Speakers are important, but the problem is that it’s their strength to ignore other people’s opinions. That is what makes it possible to change. Because change is almost never what people want. But that stance often creates a distance, which can make them look unapproachable. The part where they always tell how the world works doesn’t help much. Certainly not when they are wrong. That even creates a greater distance.

That is where a good listener is important. They can take the role of understanding both the speaker and the people around the speaker. By this, they can be the person who is the bridge over the gap between the speaker and surroundings. They can show patience to both parties, and if they are really good can explain both sides. And when a conversation starts happening the speaker can improve themselves and the surroundings can start accepting the change. You might be so right as a speaker; when people do not believe it, your improvement will not work. And: you are never right 100% of the time, even when you think so.

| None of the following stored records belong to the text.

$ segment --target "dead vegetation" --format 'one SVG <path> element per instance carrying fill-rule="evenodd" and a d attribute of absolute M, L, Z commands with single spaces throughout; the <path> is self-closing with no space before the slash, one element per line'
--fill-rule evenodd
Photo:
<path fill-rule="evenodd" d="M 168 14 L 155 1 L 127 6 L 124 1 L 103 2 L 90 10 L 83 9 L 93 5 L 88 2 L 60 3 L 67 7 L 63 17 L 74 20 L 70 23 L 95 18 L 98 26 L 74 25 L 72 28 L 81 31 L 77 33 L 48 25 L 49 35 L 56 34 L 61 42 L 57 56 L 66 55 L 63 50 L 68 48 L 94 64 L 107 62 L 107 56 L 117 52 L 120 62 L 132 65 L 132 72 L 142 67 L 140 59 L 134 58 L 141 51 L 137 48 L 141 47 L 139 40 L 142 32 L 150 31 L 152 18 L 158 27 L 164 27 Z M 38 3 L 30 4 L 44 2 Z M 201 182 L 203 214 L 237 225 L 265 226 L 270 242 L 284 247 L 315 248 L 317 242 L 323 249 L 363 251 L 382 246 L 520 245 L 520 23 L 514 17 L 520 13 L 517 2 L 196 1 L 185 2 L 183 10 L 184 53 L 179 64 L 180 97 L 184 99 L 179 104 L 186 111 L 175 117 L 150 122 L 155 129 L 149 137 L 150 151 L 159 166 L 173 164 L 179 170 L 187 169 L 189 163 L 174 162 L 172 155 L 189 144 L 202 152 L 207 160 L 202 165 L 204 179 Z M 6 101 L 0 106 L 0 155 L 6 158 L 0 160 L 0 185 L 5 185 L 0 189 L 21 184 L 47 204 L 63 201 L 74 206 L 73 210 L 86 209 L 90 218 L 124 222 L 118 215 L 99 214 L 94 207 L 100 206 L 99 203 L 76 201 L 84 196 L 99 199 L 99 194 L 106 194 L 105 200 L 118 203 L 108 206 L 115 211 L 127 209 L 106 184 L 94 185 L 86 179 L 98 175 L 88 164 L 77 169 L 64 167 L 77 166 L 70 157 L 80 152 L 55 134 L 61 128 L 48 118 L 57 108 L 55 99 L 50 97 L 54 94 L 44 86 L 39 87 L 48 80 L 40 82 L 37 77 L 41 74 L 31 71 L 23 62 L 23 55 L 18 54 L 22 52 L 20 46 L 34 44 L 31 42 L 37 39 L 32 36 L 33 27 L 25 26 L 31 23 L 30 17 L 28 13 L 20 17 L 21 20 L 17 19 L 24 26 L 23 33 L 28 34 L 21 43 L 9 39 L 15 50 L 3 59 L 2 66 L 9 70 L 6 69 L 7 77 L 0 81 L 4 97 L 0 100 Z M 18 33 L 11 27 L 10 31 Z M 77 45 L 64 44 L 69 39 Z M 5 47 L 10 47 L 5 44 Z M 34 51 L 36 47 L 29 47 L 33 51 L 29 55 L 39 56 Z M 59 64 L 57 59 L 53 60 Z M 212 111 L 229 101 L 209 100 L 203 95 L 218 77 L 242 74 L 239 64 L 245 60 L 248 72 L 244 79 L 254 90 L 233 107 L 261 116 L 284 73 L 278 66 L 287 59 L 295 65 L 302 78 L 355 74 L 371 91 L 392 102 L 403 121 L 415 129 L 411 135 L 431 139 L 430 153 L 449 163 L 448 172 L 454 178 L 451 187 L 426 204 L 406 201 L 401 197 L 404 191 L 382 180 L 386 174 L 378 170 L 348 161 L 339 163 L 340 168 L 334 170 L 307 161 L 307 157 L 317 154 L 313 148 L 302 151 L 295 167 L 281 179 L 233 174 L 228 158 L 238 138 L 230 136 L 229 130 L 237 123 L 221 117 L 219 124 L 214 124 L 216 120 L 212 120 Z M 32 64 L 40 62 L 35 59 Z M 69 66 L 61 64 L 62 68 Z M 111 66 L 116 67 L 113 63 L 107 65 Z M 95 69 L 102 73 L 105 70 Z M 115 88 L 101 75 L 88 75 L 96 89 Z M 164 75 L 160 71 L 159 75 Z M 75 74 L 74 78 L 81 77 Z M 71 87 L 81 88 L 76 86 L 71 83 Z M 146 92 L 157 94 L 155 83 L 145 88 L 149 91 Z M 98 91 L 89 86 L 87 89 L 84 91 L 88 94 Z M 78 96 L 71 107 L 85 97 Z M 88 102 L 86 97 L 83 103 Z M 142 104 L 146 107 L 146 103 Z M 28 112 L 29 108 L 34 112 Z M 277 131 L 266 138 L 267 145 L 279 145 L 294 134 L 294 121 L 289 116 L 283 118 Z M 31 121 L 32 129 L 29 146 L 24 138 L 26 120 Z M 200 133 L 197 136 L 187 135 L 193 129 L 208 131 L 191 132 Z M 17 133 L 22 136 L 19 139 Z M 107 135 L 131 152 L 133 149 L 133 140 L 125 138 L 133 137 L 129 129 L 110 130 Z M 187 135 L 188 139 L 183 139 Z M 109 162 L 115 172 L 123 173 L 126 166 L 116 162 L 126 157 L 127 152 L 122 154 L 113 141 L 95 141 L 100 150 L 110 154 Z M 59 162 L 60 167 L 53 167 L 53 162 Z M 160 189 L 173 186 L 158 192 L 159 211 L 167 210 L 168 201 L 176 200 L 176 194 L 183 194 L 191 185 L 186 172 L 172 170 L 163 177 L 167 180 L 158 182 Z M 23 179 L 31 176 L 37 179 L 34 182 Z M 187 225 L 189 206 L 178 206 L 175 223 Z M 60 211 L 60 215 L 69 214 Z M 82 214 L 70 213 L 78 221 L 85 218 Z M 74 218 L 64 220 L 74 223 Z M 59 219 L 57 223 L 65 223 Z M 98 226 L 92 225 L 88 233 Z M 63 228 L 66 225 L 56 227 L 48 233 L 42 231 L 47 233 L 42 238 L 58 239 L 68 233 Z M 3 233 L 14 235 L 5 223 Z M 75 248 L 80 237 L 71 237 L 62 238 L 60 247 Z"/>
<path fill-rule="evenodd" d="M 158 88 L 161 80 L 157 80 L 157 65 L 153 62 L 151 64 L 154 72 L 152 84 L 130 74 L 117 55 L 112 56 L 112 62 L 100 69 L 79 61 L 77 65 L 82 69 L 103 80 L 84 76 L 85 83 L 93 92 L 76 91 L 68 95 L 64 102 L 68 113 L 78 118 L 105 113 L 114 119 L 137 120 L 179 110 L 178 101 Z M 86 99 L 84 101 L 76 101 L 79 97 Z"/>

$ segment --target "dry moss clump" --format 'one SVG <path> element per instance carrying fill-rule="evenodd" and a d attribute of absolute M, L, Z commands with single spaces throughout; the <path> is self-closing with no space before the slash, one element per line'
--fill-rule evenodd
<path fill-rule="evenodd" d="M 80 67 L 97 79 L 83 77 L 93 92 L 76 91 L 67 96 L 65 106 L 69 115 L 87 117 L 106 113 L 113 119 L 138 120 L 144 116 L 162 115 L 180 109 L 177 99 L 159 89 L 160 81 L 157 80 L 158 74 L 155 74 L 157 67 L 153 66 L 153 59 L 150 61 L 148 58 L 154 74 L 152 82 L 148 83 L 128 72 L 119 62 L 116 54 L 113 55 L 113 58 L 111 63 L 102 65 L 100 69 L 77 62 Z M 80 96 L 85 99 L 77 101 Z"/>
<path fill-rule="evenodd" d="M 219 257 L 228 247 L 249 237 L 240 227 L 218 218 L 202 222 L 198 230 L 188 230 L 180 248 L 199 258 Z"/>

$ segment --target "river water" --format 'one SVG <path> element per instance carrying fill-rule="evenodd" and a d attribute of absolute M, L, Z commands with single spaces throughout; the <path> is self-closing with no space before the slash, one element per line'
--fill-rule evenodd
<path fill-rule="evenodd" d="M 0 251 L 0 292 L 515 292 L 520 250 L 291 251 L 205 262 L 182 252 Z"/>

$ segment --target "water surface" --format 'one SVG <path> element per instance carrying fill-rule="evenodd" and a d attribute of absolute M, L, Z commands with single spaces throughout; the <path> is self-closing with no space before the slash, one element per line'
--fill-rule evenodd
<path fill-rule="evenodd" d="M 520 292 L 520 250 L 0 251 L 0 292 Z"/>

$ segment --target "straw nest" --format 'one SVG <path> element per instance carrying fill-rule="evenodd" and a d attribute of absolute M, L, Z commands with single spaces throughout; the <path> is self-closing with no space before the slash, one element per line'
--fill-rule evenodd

A good listener is like an encyclopedia or Wikipedia of the company. A lot of information is available at your fingertips. Because a listener gets information from far more people than a speaker does. Because they listen, where you speak. But there is one very important thing. To make the best of both, the speaker needs to listen and the listener needs to speak. Both should decide for one moment to switch roles. The speaker to evaluate their plans. The listener for creating a better company for all the people.

The best teams are there where a listener and speaker work together as a leadership team. Both in their role and using their strength. So the company can improve, both by starting the change, no matter the opposition. And by evaluating the change, no matter the person complaining.